With the latest release of Pandas the ability to extend it with custom dtypes was introduced. Using Apache Arrow as the in-memory storage and Numba for fast, vectorized computations on these memory regions, it is possible to extend Pandas in pure Python while achieving the same performance of the built-in types. In the talk we implement a native string type as an example.

Abstract

In the 0.23 release of Pandas, the concept of ExtensionArrays was introduced. They allow the extension of Pandas DataFrames and Series with custom, user-defined typed. The most prominent example is cyberpandas which adds an IP dtype that is backed by the appropriate representation using NumPy Arrays. While using NumPy arrays will be sufficient for a great set of custom dtypes, it's focus on matrices means that some kinds of data cannot be represented in an optimal way.
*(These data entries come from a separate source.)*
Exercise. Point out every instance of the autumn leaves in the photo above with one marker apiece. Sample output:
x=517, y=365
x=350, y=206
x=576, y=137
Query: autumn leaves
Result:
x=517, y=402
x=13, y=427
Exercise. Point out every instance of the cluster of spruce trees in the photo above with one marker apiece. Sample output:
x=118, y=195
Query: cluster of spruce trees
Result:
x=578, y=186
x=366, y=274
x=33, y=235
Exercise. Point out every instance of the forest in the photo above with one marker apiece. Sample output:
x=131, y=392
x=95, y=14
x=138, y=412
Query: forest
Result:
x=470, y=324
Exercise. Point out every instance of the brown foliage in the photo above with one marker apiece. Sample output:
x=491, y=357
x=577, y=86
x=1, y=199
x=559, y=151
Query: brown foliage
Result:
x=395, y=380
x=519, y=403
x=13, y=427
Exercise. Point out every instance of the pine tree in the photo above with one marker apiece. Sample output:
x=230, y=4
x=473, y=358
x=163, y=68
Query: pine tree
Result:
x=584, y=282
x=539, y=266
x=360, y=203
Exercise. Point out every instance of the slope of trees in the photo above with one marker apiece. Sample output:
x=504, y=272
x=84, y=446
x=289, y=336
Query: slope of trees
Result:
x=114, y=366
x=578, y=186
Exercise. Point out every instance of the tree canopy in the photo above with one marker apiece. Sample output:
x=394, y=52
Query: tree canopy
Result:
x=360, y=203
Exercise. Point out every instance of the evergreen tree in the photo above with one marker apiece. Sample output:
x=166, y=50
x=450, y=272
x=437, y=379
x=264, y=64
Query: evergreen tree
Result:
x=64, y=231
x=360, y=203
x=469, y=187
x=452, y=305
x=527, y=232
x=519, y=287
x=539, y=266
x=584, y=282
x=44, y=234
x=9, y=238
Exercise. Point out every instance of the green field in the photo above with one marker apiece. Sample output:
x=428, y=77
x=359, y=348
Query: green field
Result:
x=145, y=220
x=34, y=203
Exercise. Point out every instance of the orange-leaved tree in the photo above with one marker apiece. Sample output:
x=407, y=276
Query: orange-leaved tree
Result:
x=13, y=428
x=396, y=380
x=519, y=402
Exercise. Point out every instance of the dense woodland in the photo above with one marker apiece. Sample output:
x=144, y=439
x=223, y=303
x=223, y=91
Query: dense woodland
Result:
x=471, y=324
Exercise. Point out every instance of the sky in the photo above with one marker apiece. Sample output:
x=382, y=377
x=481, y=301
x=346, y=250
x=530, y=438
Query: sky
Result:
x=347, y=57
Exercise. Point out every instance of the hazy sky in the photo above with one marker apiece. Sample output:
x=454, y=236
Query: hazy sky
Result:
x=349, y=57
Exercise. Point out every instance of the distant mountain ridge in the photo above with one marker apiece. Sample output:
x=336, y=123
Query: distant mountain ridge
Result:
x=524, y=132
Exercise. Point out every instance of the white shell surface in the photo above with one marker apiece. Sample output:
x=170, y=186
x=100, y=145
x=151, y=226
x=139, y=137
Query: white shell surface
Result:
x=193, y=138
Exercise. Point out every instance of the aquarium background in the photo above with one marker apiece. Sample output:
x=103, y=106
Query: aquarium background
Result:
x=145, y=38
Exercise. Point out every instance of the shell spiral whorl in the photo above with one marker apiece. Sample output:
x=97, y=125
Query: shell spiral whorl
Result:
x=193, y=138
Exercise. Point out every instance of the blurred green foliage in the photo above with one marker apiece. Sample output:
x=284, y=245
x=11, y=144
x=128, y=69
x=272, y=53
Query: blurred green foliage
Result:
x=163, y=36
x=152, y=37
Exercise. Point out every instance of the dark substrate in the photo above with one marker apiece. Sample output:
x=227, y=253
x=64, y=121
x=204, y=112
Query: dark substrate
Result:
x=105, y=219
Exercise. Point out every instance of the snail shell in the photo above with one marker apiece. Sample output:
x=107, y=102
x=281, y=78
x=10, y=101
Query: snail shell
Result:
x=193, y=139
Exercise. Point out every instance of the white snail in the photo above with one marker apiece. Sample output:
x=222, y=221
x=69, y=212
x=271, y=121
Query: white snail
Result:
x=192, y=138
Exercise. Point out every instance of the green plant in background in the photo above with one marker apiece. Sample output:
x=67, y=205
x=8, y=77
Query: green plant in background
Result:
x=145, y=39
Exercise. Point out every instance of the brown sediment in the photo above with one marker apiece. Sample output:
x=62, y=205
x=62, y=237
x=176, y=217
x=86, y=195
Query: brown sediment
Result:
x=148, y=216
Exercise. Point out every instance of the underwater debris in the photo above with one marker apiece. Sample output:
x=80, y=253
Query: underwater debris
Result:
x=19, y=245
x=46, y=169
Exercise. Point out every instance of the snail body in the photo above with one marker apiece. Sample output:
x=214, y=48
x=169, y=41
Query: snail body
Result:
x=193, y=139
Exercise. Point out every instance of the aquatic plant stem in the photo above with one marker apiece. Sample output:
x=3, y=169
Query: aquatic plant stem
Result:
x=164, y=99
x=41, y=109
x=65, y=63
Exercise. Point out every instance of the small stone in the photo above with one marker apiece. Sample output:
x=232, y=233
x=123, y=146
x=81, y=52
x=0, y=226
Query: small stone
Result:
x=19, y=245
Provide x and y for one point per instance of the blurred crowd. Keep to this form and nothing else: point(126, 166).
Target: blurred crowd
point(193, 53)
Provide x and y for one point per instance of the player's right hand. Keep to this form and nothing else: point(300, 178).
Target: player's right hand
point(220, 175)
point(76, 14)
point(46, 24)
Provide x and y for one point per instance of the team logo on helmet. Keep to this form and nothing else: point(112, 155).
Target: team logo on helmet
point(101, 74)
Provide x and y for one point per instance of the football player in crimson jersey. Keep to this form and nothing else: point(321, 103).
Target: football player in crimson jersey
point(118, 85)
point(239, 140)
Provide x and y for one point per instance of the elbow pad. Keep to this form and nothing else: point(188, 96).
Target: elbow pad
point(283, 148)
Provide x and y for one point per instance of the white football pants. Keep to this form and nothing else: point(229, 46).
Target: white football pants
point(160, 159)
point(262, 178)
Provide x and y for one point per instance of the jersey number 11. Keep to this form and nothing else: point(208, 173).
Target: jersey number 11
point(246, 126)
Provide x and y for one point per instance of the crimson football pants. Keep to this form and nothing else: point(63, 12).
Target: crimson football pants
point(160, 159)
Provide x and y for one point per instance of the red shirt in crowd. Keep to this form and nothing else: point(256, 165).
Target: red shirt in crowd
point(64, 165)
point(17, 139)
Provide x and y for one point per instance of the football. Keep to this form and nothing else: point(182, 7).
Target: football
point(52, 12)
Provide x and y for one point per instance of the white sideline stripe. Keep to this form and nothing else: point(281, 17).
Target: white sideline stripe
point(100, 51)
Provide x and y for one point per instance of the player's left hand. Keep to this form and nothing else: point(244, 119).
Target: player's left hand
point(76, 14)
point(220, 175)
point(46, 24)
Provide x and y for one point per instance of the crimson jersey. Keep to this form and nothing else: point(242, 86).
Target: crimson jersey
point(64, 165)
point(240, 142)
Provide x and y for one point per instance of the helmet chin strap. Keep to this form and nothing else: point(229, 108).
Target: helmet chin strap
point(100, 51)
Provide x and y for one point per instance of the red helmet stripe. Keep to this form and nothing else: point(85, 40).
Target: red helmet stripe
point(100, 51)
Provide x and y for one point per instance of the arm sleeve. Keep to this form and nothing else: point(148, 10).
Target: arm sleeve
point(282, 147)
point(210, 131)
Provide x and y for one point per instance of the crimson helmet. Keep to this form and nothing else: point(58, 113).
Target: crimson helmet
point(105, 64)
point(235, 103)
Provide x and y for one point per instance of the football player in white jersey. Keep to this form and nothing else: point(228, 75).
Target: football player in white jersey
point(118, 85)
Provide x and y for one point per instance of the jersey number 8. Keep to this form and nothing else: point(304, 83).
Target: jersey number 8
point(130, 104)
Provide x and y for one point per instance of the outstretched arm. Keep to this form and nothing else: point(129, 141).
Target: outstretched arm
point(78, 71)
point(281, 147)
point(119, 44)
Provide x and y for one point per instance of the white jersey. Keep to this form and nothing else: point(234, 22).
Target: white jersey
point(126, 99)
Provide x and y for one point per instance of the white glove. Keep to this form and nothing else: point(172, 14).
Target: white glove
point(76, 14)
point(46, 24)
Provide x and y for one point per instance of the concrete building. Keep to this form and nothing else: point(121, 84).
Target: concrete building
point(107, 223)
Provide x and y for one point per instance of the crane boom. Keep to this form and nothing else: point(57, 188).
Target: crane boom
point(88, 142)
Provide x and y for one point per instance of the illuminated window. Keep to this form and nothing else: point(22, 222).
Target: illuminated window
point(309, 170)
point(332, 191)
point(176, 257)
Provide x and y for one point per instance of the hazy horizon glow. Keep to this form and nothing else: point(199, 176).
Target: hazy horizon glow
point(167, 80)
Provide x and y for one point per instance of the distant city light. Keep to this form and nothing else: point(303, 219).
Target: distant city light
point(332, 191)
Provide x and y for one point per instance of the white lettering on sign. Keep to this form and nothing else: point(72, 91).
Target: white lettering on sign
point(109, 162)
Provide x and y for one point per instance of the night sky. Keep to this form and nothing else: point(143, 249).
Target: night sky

Apache Arrow on the other hand is aimed at standardizing columnar memory and provides efficient columnar storage for many data types.

Apache Arrow boasts a broad set of types and also has a vast integration test suite that ensures that the data can be passed between different programming languages. It is sadly still missing an analytic layer on top. This is the missing component that is the core compentence of Pandas. Combining the modern columar storage of Arrow with Pandas' analytic layer enables new data types. These will not only be primitive ones like a string but can also extend to nested types like lists.

The core algorithms of Apache Arrow are written in C++ internally. This enables reuse between multiple languages like Python and R while achieving maximum performance. But this also lead to an entry barrier one needs to overcome first to extend it. Adding a new storage type to Pandas is only one part of the implementation of an ExtensionArray. One also needs to implement a basic set of algorithms so that Pandas' operations like groupy or slice work on top of the new structures. Additionally each new data type has also its own special operations that users frequently want to apply. To implement these algorithms using pure Python but in a performant fashion, we are utilising Numba. It allows us to define arbitrary operations on the Arrow memory structures and compiles them using its Just-in-time compiler to efficient, vectorized code. As the operations are all done on native Arrow memory, we can also make use of Numba's parallization features as well as we are able to release the GIL.